Spatial distribution of infected host densities at a given time
Spatial distribution of infected host probabilities over time

PoPS logo
PoPS model description

Governing equation

Describes density of infected hosts at time $t$ as a function of pests/pathogens reproduction, dispersal, and establishment

$$ \Psi_{ijt} = \beta W_{it} I_{it} * K (d, w) * (W_{jt} S_{jt}) / N_j$$

where

$\Psi_{ijt}$ is number of infested hosts in cell $j$ as a result of pest dispersal from cell $i$

$\beta$ number of pests/pathogens from a single host under optimal conditions

$W_{it}$ is weather in cell $i$, $I_{it}$ number of infected hosts in cell $i$

$K (d, w)$ is the dispersal as a function of distance parameters $d$ and wind properties $w$

$W_{jt}$ is weather in cell $j$, $S_{jt}$ number of susceptible hosts in cell $j$,

$N_j$ number of all potential hosts in cell $j$

Generating pests/pathogens: reproduction

Number of pests/pathogens each infected host produces $\lambda$:

$$\lambda = \beta X_{it} P_{it} T_{it} I_{it}$$

where

$\beta$ number of pests/pathogens from a single host under optimal conditions

$X_{it} P_{it} T_{it}$ is weather: seasonality, precipitation, temperature

$I_{it}$ number of infected hosts in cell $i$

weather is implemented as weather coefficient derived from historical weather data

number of pests/pathogens is randomly selected from Poisson distribution

Spreading the pests/pathogens: dispersal

The vector of pests/pathogens spread from cell $i$ to cell $j$ is:

$$ V_{ij} = K(d_{ij}; \alpha_1, \alpha_2, \gamma, D(\omega, \kappa))$$

where

$d_{ij}$ is distance

$\alpha_1, \alpha_2$ are short (natural) and long distance (human mediated) dispersal scales

$\gamma$ is percent short distance dispersal

$D$ is the wind vector with direction $\omega$ and strength (magnitude) $\kappa$

distance is selected from Cauchy distribution, wind direction is from von Mises (circular normal) distribution

Establishment of pests/pathogens

The number of infected susceptible hosts in a cell $j$:

$$E_j = X_{jt} P_{jt} T_{jt} S_{jt}/N_j $$

where

$S_{jt}$ is the number of susceptible hosts in cell $j$ and $N_j$ is the number of all hosts in cell $j$

$X_{jt} P_{jt} T_{jt}$ is weather: seasonality, precipitation, temperature in cell $j$

Spatial outputs of stochastic simulations

Number of infected hosts (trees, plants) in each cell from individual stochastic runs
Probability infection map: probability that the hosts will be infected over given period of time derived from large number of stochastic runs
Average number of infected hosts in each grid cell from large number of stochastic runs and associated standard deviations map

PoPS application for SOD modeling

Study area and initial locations with hosts infected by a pathogen causing Sudden Oak Death (SOD) disease

PoPS application for SOD modeling

Host density and a weather index map

PoPS application for SOD modeling

Infected hosts in 2019 and 2023 from a single stochastic run

PoPS application for SOD modeling

Probability of grid cell getting infected as a result of many stochastic runs and average number of infected trees per grid cell

Scenario modeling

PoPS allows spatial management input at specific times of the simulation and supports simulation steering :

Tonini, F, D. Shoemaker, A. Petrasova, B. Harmon, V. Petras, R. C. Cobb, H. Mitasova, and R. K. Meentemeyer, 2017. Tangible geospatial modeling for collaborative solutions to invasive species management.

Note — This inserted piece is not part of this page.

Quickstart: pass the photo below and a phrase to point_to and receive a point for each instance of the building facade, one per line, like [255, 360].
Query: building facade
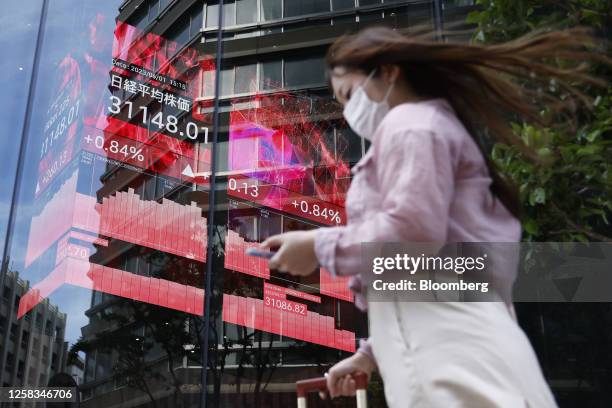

Environmental Modelling and Software 92: 176-188. DOI: 10.1016/j.envsoft.2017.02.020
Petrasova, A., Gaydos, D.A., Petras, V., Jones, C.M., Mitasova, H. and Meentemeyer, R.K., 2020. Geospatial simulation steering for adaptive management. Environmental Modelling & Software 133: 104801. DOI: 10.1016/j.envsoft.2020.104801

PoPS application for SOD scenario modeling

Number of infected hosts per cell from single run simulations with different dispersal kernels (exponential with modified distance and wind strength, Cauchy, anisotropic)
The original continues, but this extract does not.